The love for his mother gives rise to the most subtle, and sublime tensions in Paul’s life, and also in the novel as a whole. On the one hand is the will to live vitally, a will, which, according to Lawrence, was mixed up with a philosophy of sex. This will is represented by Paul’s relationship with first Miriam, then Clara. On the other hand is the desire to obey, almost a natural impulse in Paul’s case, which is represented by his relationship with his mother. ‘Sons and Lovers’ is an account of a man unable to choose which impulse to follow. The situation is picked up from Lawrence’s life itself, and as Jessie Chambers, the girl on whom Miriam was based, describes, it was simply that while loving his mother with an almost romantic passion, he had nothing left to give to a lover.

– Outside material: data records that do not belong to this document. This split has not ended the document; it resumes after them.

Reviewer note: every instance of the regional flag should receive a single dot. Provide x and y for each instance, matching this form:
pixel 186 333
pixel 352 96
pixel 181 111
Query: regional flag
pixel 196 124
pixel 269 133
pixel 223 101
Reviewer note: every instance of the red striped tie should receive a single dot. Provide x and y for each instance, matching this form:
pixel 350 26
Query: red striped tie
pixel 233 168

For Lawrence, sex was not something crude. “Sex and beauty are one thing, like flame and fire. If you hate sex, you hate beauty.” However, under the yoke of Victorian morels and their mothers’ hold over them, both the writer and the character cannot realize this definition of sex. Sex signified a physical as well as a spiritual union to Lawrence. However, how could he, or Paul, give himself, body and soul, to a lover when it wasn't he who held his own soul?

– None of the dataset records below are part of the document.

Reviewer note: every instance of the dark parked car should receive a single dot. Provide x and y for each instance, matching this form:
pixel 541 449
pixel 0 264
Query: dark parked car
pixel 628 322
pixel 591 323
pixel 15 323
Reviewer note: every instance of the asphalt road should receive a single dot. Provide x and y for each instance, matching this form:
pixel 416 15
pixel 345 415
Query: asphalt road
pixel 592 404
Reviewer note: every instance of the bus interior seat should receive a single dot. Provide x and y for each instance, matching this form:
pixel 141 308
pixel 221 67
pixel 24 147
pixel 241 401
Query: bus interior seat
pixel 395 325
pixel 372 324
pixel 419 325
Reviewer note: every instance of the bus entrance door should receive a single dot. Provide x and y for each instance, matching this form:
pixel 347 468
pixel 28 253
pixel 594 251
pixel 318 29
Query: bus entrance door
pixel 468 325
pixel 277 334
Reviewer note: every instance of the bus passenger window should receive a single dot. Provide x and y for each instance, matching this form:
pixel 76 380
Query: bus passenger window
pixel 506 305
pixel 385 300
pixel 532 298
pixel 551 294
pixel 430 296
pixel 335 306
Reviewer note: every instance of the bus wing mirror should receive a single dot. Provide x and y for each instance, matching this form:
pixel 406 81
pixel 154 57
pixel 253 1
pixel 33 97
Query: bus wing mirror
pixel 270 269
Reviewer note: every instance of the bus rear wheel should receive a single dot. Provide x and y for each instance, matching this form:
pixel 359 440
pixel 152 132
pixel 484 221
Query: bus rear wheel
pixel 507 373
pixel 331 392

Be that as it may, it seems to me that both Miriam and Clara just became objects that were intended to be defeated from the very beginning. It seems as if a distorted picture was being portrayed of them, one that would merely serve to make Paul and the mother look like the only victims. I believe Lawrence could perhaps have provided a better picture of the two. I say that because even of Mr. Morel, whom the reader decides to loathe from the very beginning, Lawrence, with remarkable objectivity, presents the other side. There’s no sentimentality, but it does give rise to sympathy, which I feel Lawrence could have evoked with Miriam and Clara’s characters as well. There’s even an honest albeit tender portrayal of the friction between the mother and the son despite their love for each other.

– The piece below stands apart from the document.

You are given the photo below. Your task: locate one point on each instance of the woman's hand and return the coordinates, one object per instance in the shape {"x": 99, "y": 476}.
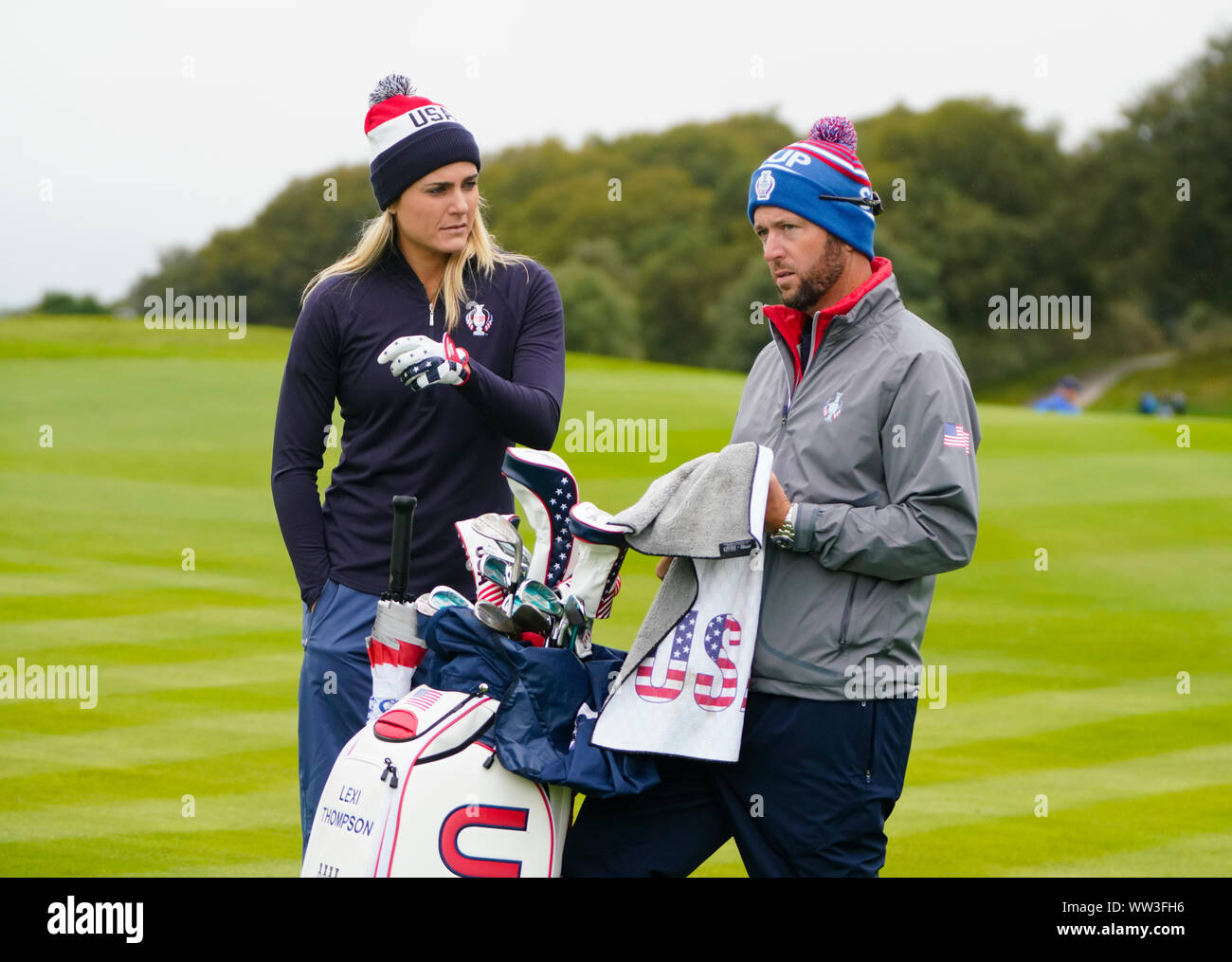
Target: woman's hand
{"x": 777, "y": 504}
{"x": 419, "y": 361}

Nonetheless, Lawrence’s writing is remarkable - his insight into character, his understanding of circumstance, and the scope and variety of life that he describes. His writing is also so very beautiful, and some passages, I think, are going to stay with me forever. What would also stay with me is the heart wrenching account of the mother’s death. At one point, it literally made me cry a bit. This was a sad, sad, sad book, and I cannot stress enough on the word sad, but I seem to have a thing for melancholic books.